A decision about medication is based on all your risk factors, not just cholesterol. A cardiovascular risk assessment predicts your risk of heart attack or stroke in the next 10 years. The computer programme that predicts it is called QRISK, so you may hear your doctor talk about a ‘QRISK score’. If it suggests a 10 per cent risk or higher, you may be offered dietary advice and drug treatment (usually a statin) to help lower your cholesterol. The treatment is usually long-term. Increasingly, we are looking at an individual’s lifetime risk, rather than just a 10-year risk, and basing the advice on that figure. You can get an idea of your lifetime risk, or ‘heart age’, by using the online Heart Age Tool, which was developed by the BHF with Public Health England.

If you already know your cholesterol levels, that will make the tool more accurate. If you have already developed heart disease, then taking statins has been proven to reduce your risk of a heart event, even if your cholesterol levels aren’t high.

Can I control my cholesterol through diet, without taking medication?

Eating lots of fruit and vegetables, whole grains (especially oats), and beans and lentils can help lower your cholesterol. You can also help by losing weight, avoiding foods that are high in saturated fat, quitting smoking and being active. It’s important to understand that though lifestyle measures can help, in some circumstances you may still be recommended to take medication as well. If you’re concerned about taking medication, discuss this with your doctor.
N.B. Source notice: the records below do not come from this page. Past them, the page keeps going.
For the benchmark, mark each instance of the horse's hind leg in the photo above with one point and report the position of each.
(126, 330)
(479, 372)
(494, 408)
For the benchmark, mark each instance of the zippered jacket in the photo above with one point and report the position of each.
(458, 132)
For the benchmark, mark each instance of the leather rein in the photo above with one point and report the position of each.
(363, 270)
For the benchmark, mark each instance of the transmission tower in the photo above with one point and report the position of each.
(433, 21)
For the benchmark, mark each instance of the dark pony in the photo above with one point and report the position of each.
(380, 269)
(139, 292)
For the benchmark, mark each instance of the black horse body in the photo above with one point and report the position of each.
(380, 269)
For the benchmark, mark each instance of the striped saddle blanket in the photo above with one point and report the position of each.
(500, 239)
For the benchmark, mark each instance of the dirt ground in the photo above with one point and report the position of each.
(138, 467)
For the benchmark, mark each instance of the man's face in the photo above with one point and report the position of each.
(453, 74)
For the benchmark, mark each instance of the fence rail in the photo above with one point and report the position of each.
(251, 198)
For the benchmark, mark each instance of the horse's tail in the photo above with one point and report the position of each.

What’s changed when it comes to cholesterol?

We now have some very good studies from the 1990s and onwards, which show that those who have had a heart attack will reduce their risk of having another one by taking a statin. People who haven’t had a heart attack, but are at high risk of one, can also reduce their risk by taking a statin. Because we know more about the different types of ‘bad’ cholesterol, you’re now much more likely to be told about non-HDL cholesterol, rather than just LDL and HDL cholesterol. And these days, cholesterol tests don’t usually require you to fast beforehand.

We now know more about the inherited nature of high cholesterol in some people – in particular, an inherited condition called familial hypercholesterolaemia (FH), which causes very high cholesterol levels, and if left untreated can cause heart attacks at a young age. The BHF has funded a great deal of this research, as well as helping to implement nationwide screening, which means that people with FH can be identified at a young age and offered treatment to reduce their heart attack risk.